This Juicy Pineapple Cake is a moist and flavorful dessert that combines the sweetness of pineapples with a tender cake base. Topped with creamy frosting and garnished with pineapple slices, it’s a perfect treat for celebrations or a delightful afternoon snack.
Prep Time 20 minutes
Cook Time 30 minutes
Total Time 50 minutes
Course Dessert
Cuisine American
Servings 4 People
Calories 300 kcal

Equipment

  • 2 9-inch round cake pans
  • 1 mixing bowls
  • 1 electric mixer or whisk
  • 1 measuring cups and spoons
  • 1 rubber spatula
  • 1 wire cooling rack
  • 1 parchment paper

Ingredients
  

  • 2 cups all-purpose flour
  • 1 ½ cups granulated sugar
  • 1 teaspoon baking powder
  • 1 teaspoon baking soda
  • ½ teaspoon salt
  • ¾ cup unsalted butter, softened 1 ½ sticks
  • 4 large eggs
  • 1 cup crushed pineapple, drained Make sure the crushed pineapple is well-drained to avoid a soggy cake.
  • 1 teaspoon vanilla extract
  • 1 cup powdered sugar for frosting
  • 4 tablespoons cream cheese, softened for frosting
  • 3 tablespoons milk for frosting
  • as needed slices additional pineapple slices for decoration

Instructions
 

  • Preheat the oven to 350°F (175°C). Grease and flour the two 9-inch round cake pans or line the bottoms with parchment paper.
  • In a mixing bowl, combine the flour, baking powder, baking soda, and salt. Set aside.
  • In another bowl, beat the softened butter and granulated sugar together using an electric mixer until light and fluffy.
  • Add the eggs one at a time, mixing well after each addition. Then mix in the drained crushed pineapple and vanilla extract.
  • Gradually add the dry mixture to the wet mixture, stirring until just combined. Do not overmix.
  • Divide the batter evenly between the two prepared cake pans and smooth the tops with a spatula.
  • Bake in the preheated oven for 30 minutes, or until a toothpick inserted into the center of the cakes comes out clean.
  • Remove from the oven and let the cakes cool in the pans for 10 minutes before transferring them to a wire cooling rack to cool completely.
  • For the frosting, beat the softened cream cheese and powdered sugar together until smooth.

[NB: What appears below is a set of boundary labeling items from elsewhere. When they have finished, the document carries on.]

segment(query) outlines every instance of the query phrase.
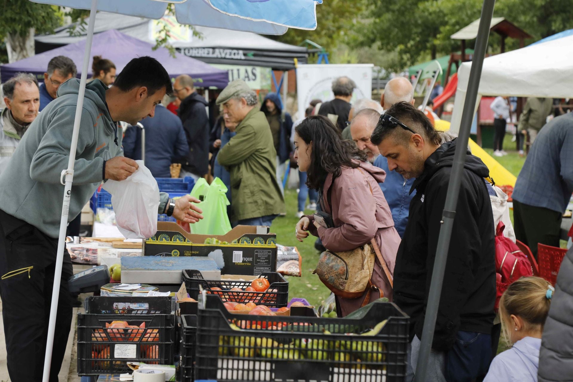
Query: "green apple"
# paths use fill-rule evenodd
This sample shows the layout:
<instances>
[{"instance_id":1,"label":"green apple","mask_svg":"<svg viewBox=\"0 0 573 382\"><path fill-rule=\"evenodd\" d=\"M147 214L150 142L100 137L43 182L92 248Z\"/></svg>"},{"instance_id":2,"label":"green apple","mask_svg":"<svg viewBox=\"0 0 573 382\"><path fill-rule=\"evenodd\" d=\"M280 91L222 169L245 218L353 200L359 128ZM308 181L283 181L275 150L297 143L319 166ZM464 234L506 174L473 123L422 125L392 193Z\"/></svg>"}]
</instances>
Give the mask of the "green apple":
<instances>
[{"instance_id":1,"label":"green apple","mask_svg":"<svg viewBox=\"0 0 573 382\"><path fill-rule=\"evenodd\" d=\"M113 279L114 281L121 281L121 265L116 263L109 267L109 274L111 275L111 278Z\"/></svg>"}]
</instances>

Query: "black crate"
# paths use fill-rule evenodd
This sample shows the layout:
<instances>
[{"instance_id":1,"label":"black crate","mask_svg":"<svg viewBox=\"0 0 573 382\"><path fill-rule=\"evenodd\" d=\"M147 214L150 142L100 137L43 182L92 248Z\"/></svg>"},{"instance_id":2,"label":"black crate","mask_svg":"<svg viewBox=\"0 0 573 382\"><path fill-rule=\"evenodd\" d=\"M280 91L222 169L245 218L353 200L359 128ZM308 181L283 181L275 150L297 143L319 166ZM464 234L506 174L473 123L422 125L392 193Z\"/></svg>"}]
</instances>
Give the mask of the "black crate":
<instances>
[{"instance_id":1,"label":"black crate","mask_svg":"<svg viewBox=\"0 0 573 382\"><path fill-rule=\"evenodd\" d=\"M406 375L409 318L393 303L373 303L360 319L246 316L206 297L198 314L197 379L391 382ZM359 335L384 320L378 334Z\"/></svg>"},{"instance_id":2,"label":"black crate","mask_svg":"<svg viewBox=\"0 0 573 382\"><path fill-rule=\"evenodd\" d=\"M269 280L268 292L233 292L232 288L245 289L250 286L250 281L236 281L229 280L206 280L203 278L201 273L194 269L184 270L182 274L182 281L185 282L187 293L195 300L199 297L199 286L206 289L207 293L219 296L223 301L237 301L239 302L252 301L257 305L266 305L272 308L286 306L288 302L288 281L283 278L280 273L277 272L264 272L260 277ZM211 288L219 288L222 290L211 290ZM268 292L276 289L276 292Z\"/></svg>"},{"instance_id":3,"label":"black crate","mask_svg":"<svg viewBox=\"0 0 573 382\"><path fill-rule=\"evenodd\" d=\"M197 334L197 316L181 316L180 342L179 343L179 371L180 382L194 380L195 342Z\"/></svg>"},{"instance_id":4,"label":"black crate","mask_svg":"<svg viewBox=\"0 0 573 382\"><path fill-rule=\"evenodd\" d=\"M84 308L87 313L103 314L168 314L174 311L171 297L87 297ZM123 321L123 320L122 320Z\"/></svg>"},{"instance_id":5,"label":"black crate","mask_svg":"<svg viewBox=\"0 0 573 382\"><path fill-rule=\"evenodd\" d=\"M77 317L77 371L81 376L131 372L127 361L173 363L175 316L169 314L80 314ZM144 328L107 328L125 321Z\"/></svg>"}]
</instances>

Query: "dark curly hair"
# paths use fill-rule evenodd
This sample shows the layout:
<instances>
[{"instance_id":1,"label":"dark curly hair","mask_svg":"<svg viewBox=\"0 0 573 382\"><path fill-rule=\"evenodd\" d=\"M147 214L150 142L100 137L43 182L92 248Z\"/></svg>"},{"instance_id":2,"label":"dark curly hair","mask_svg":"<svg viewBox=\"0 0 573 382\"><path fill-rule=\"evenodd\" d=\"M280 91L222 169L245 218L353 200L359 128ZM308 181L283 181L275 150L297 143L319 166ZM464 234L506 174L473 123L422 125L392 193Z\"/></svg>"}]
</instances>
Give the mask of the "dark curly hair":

Gradually add the milk until the frosting reaches your desired consistency.
  • Once the cakes are completely cooled, place one layer on a serving platter. Spread a layer of frosting on top, then place the second cake layer on top. Frost the top and sides of the cake.
  • Decorate the top with additional pineapple slices as desired.

Notes

For extra flavor, you can add a teaspoon of coconut extract to the batter.
Make sure the crushed pineapple is well-drained to avoid a soggy cake.
This cake can be stored in the refrigerator for up to 3 days, and it tastes even better the next day as the flavors meld!